As you can tell from his name, he’s of Italian descent and is widely considered to be one of the best managers of all time. With Juventus alone, he has won 11 titles, including 5 of the 9 Serie A league titles the team won consecutively.


Goalkeeping Coach:

  • Claudio Filippi
    • Nationality: Italian

Conditioning Coaches:

  • Andrea Perusio
    • Nationality: Italian
  • Antonio Gualtieri
    • Nationality: Italian

Technical Coaches:

  • Maurizio Trombetta
    • Nationality: Italian
  • Aldo Dolcetti
    • Nationality: Italian

Athletic Coaches:

  • Duccio Ferrari Bravo
    • Nationality: Italian
  • Simone Folletti
    • Nationality: Italian

Assistant Coach

Marco Landucci is a former Italian goalkeeper and has been the second in command at Juventus for both of Allegri’s terms. In fact, he’s worked alongside Allegri in some form or another for the past decade, having served under him at previous clubs AC Milan, Grosseto, and Cagliari.

Home Kit

The Juventus home kit changes ever so slightly from year to year, but the core of the design is always centered around a black and white striped jersey, à la Notts County and Newcastle United. 
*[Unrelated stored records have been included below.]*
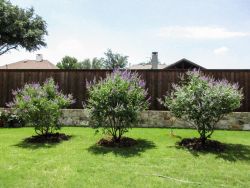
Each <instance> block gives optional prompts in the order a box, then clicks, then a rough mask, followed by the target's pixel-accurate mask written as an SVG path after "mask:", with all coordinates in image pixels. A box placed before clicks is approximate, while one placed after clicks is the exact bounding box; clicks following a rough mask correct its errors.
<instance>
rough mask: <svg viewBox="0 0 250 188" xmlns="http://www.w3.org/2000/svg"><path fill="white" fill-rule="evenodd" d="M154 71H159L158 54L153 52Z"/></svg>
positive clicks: (152, 62)
mask: <svg viewBox="0 0 250 188" xmlns="http://www.w3.org/2000/svg"><path fill="white" fill-rule="evenodd" d="M151 64H152V69H158V64H159V62H158V52H152V59H151Z"/></svg>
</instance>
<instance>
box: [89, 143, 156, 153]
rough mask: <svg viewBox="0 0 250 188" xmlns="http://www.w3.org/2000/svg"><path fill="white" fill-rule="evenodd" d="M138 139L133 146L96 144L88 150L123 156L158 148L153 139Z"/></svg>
mask: <svg viewBox="0 0 250 188" xmlns="http://www.w3.org/2000/svg"><path fill="white" fill-rule="evenodd" d="M136 141H137V144H136V145H134V146H131V147H104V146H99V145H97V144H94V145H92V146H90V147H89V148H88V151H89V152H91V153H93V154H97V155H104V154H107V153H113V154H115V155H119V156H122V157H133V156H139V155H141V153H143V152H145V151H146V150H149V149H153V148H156V146H155V144H154V142H152V141H148V140H145V139H137V140H136Z"/></svg>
The current home goalkeeper jersey is green with faded white highlights that give it a subtle wave effect.

They’ll normally wear white shorts and socks, but black is sometimes an option.

Away Kit

Juventus can be pretty experimental with their away kits, often mixing their classic monochrome coloring with other colors, but this season, they’ve omitted the white altogether and settled on a full black kit with yellow stripes at the shoulder.
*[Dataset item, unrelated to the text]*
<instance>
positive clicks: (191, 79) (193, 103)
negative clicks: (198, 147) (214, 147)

In recent years, they’ve also been known to play in pink jerseys as a nod to their roots.

The Juventus logo used to be a simple oval containing five vertical black and white stripes, with their name was emblazoned across the top half. On the inside base of the oval is a small shield with a white silhouette of a charging bull, a symbol of the Comune of Turin. A small crown sits atop the shield, referencing the city’s Roman roots.

Recently, the logo has been modified to give the Juventus brand more flexibility. It’s currently a large “J” with two white borders and a central black stripe.

Club Academy

As the most powerful and influential soccer force in Italy, Juventus has taken it upon themselves to provide far-reaching academy programs, so people all around the world can benefit from their sporting techniques and morals.

They currently run three programs, a summer camp, year-round training, and a standard training camp. They also hold a Juventus academy world cup each year.

League Titles

Serie A – 36 Wins

  • 1905, 1925-26, 1930-31, 1931-32, 1932-33, 1933-34, 1934-35, 1949-50, 1951-52, 1957-58, 1959-60, 1960-61, 1966-67, 1971-72, 1972-73, 1974-75, 1976-77, 1977-78, 1980-81, 1981-82, 1983-84, 1985-86, 1994-95, 1996-97, 1997-98, 2001-02, 2002-03, 2011-12, 2012-13, 2013-14, 2014-15, 2015-16, 2016-17, 2017-18, 2018-19, 2019-20.

Serie B

  • 2006-07  

Other Titles


  • Coppa Italia – 14 Wins
    • 1937-38, 1941-42, 1958-59, 1959-60, 1964-65, 1978-78, 1982-83, 1989-90, 1994-95, 2014-15, 2015-16, 2016-17, 2017-18, 2020-21.
  • Supercoppa Italiana – 9 Wins
    • 1995, 1997, 2002, 2003, 2012, 2013, 2015, 2018, 2020.


  • European Cup/Champions League – 2 Wins
    • 1984-85 and 1995-96.
  • European Cup Winners’ Cup
    • 1983-84.
  • UEFA Cup – 3 Wins
    • 1976-77, 1989-90, 1992-93.
  • European Super Cup/UEFA Super Cup – 2 Wins
    • 1984 and 1996.
  • UEFA Intertoto Cup
    • 1999.


  • Intercontinental Cup – 2 Wins
    • 1985, 1986.

Fun Facts

  • Juventus originally played in pink shirts with black ties, but perpetual washing was draining the color, so English team member, John Savage, was asked if he had any connections that would source a new kit. He contacted his friend in Nottingham, who, naturally, sent black and white jerseys similar to those of his home team, Notts County.
  • One of Juventus’ nicknames is La Vecchia Signora, which translates as “the Old Lady”, an ironic response to the team’s actual name, which means “Youth” and the fact that Juventus is one of the oldest teams in Italy.

It’s also suggested that the ironic nickname could have something to do with the team’s early tendency to keep on experienced, older players rather than introducing fresh legs to the squad.